重新创建一个使用ggplot的词汇网格。

huangapple go评论69阅读模式
英文:

recreating a lexis grid using ggplot

问题

我正在追踪一个回答,我得到了这个问题上关于创建Lexis网格的答案。虽然答案让我能够将我的数据与Lexis网格叠加,但由于我的数据密度,Lexis网格完全被填充物遮盖。我找到了一种将网格移到前面的hacky解决方案:

library(ggplot2)

p <- mylexis + 
  geom_tile(data = df, mapping = aes(x = as.Date(paste0(year, "-01-01")), y = age, fill = event))

p$layers <- p$layers[c(3, 1, 2)]

p

这最初起作用,但当我在绘图中添加更多细节以创建更多层时,它作为解决方案有点不完善。

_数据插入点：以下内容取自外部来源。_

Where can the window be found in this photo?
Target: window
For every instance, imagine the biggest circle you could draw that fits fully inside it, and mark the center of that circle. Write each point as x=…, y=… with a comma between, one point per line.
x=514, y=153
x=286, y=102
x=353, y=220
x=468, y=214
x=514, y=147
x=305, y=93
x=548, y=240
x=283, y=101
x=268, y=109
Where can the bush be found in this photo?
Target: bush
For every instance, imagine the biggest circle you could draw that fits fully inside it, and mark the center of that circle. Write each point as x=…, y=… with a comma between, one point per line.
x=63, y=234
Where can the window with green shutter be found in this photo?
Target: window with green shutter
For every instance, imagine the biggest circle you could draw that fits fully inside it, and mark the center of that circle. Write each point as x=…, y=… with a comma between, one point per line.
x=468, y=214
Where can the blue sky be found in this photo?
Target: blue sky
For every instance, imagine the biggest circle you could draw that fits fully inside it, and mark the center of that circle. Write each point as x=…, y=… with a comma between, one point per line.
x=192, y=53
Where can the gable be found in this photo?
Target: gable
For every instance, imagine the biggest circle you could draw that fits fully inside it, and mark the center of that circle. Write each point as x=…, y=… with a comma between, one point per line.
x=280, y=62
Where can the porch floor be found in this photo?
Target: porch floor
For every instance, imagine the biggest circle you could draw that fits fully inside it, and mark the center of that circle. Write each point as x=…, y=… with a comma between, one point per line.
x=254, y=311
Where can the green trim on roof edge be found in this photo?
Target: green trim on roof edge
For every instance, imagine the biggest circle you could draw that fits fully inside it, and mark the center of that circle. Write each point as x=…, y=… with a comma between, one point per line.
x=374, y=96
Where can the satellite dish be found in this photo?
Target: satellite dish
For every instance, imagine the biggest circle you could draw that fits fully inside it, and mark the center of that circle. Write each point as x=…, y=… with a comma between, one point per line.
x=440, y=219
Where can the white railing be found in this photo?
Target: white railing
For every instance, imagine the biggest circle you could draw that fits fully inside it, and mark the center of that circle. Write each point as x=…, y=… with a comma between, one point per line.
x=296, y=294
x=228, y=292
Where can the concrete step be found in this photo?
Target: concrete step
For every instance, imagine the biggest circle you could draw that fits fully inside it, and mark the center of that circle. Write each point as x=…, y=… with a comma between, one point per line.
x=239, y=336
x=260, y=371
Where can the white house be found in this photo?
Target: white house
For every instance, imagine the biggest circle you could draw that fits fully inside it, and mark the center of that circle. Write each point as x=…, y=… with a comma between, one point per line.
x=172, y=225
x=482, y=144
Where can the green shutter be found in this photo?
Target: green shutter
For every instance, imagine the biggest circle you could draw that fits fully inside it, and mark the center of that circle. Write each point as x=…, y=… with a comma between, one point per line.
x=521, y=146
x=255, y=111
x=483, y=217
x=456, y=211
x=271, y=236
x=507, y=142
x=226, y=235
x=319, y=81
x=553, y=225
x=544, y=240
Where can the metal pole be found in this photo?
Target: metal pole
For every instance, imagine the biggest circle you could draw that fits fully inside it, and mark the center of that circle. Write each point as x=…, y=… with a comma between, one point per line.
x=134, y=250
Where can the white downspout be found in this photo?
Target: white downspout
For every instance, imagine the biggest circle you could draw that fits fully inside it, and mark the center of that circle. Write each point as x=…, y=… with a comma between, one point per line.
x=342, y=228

所以现在我尝试完全绕过lexis_grid命令和LexisPlotR包。相反,我只想添加一系列垂直、水平和对角线。

我想要的是以下图像,来自这篇文章:

重新创建一个使用ggplot的词汇网格。

这是我正在尝试的:

library('dplyr')
library('ggplot2')
library('viridis')

df <- data.frame(
  year <-  sample(c(1900:2021), 1000, TRUE),
  age <-    sample(c(0:80), 1000, TRUE),
  event <- sample(c(0:5), 1000, TRUE)
)

colnames(df) <- c("year", "age", "event")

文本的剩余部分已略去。